His eyes flash. “I’m trying to keep people safe.”
“By shutting down joy?”
“By enforcing regulations that exist because people die in overcrowded buildings.”
The words land like a slap. Something raw in them makes me think this isn’t theoretical for him.
Then it’s just us and his dog in my empty boutique.
The silence feels dangerous.
“Look.” I force my voice softer, trying to ignore how my skin still feels warm where he touched me.
“I moved to Twin Waves after my divorce. Built this business from nothing. The book club, this town, it saved me. The Valentine’s festival isn’t just about romance novels.
It’s about showing people it’s never too late for magic. That love and community matter.”
His expression shifts. Just barely.
“I understand what you’re trying to do,” he says, gentler now.
“But good intentions don’t change facts.
You had thirty people in a space built for fifteen.
Blocked exits. You created a dangerous situation.
“I’m citing you for multiple violations,” Dean says, his tone softening even as authority stays firm.
“You can’t keep holding volunteer meetings, craft prep sessions, and festival setup operations in this space until it meets safety standards. ”
That lands like a punch.
“You have one week to fix the violations, submit a compliant event plan, and pass a safety review—or I cannot authorize the Valentine’s Day festival.”
“You can’t—“
“I can, and I will.” But there’s regret in his expression. “I’m not trying to be the villain. I’m trying to do my job.”
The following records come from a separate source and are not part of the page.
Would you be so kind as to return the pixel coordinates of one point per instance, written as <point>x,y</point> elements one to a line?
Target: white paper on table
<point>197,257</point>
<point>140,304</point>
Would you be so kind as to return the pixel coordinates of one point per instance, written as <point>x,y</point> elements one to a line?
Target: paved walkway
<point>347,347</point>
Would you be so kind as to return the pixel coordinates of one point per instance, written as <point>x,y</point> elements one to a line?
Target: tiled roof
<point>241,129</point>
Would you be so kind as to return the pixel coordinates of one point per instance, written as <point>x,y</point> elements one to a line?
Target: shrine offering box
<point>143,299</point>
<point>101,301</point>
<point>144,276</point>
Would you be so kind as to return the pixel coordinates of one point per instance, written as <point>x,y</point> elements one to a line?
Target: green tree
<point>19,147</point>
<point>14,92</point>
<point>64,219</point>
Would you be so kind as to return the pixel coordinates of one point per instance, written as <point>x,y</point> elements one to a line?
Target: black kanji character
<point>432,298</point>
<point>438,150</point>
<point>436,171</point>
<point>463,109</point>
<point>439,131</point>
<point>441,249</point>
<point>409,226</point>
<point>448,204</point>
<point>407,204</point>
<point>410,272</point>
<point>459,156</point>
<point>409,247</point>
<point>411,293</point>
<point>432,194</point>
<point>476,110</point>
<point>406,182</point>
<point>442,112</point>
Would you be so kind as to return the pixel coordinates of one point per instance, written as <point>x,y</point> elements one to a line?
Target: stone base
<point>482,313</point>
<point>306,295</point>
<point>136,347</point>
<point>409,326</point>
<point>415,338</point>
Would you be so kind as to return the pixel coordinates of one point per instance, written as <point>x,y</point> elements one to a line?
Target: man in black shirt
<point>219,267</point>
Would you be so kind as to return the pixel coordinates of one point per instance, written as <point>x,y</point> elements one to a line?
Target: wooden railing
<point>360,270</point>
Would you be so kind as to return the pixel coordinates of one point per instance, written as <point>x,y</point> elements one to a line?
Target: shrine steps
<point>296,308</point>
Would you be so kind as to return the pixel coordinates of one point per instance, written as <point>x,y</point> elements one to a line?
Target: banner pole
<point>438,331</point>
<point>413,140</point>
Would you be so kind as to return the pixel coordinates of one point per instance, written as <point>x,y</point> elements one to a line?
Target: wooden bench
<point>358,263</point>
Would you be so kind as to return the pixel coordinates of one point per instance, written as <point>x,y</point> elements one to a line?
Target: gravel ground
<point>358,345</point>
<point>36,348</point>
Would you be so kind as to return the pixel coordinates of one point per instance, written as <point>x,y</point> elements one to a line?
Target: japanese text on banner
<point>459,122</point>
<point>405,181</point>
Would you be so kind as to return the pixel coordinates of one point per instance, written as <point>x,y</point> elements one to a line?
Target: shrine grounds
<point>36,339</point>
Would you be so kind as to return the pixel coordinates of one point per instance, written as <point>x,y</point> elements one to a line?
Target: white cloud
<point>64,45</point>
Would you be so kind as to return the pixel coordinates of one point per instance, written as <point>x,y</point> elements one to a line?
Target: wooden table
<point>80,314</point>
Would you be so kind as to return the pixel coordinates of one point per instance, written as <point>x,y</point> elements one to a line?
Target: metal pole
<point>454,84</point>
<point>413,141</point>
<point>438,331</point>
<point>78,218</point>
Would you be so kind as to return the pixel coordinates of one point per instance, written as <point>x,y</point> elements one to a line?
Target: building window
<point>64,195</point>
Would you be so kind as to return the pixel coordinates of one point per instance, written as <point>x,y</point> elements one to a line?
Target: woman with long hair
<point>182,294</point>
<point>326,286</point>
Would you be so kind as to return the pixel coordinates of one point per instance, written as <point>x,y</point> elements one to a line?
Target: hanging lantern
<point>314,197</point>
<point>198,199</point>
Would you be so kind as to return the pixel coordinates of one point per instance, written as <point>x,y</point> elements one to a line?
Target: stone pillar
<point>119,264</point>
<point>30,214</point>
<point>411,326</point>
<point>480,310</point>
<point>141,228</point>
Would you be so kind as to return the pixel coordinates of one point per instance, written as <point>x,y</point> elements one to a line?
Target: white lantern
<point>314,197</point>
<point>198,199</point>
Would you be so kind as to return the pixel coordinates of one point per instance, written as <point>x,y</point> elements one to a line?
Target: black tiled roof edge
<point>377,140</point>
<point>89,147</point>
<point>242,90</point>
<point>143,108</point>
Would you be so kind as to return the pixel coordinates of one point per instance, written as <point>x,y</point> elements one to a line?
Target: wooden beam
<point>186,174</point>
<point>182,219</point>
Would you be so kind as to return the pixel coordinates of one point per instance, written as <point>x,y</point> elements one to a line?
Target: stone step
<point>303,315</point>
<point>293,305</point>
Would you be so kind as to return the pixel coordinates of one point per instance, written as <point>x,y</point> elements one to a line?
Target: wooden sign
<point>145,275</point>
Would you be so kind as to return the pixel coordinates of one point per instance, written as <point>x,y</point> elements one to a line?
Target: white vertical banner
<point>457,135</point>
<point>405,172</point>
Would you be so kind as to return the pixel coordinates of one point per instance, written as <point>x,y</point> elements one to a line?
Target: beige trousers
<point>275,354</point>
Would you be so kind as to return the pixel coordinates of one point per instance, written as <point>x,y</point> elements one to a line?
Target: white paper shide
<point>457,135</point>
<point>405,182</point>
“Your job is to crush dreams?”
“My job is to keep people alive.” His eyes lock on mine with intensity that makes my breath catch. “Even when they’re too stubborn to see the danger.”
We’re standing close again. When did that happen? Maybe two feet between us, and the air feels thick. Charged. Like before a storm breaks.
His chest rises and falls with a breath that seems harder than it should be.
My pulse is racing.
The German Shepherd abandons Dean and trots to me, sitting at my feet with huge brown eyes. When I reach down to pet him—grateful for an excuse to break eye contact—he leans into my hand with a sigh.
“Rex.” Real frustration breaks through Dean’s controlled facade. “Heel.”
Rex ignores him, tail thumping.
I smile. “At least someone appreciates me.”
“He’s supposed to be intimidating.”
“Maybe he knows I’m not the enemy.” I scratch behind Rex’s ears. “Maybe he understands that sometimes rules need to bend for magic.”
Dean stares at us, and something crosses his face. Frustration, definitely. But also an emotion like longing before he locks it down.
He turns to leave, then pauses. Looks back.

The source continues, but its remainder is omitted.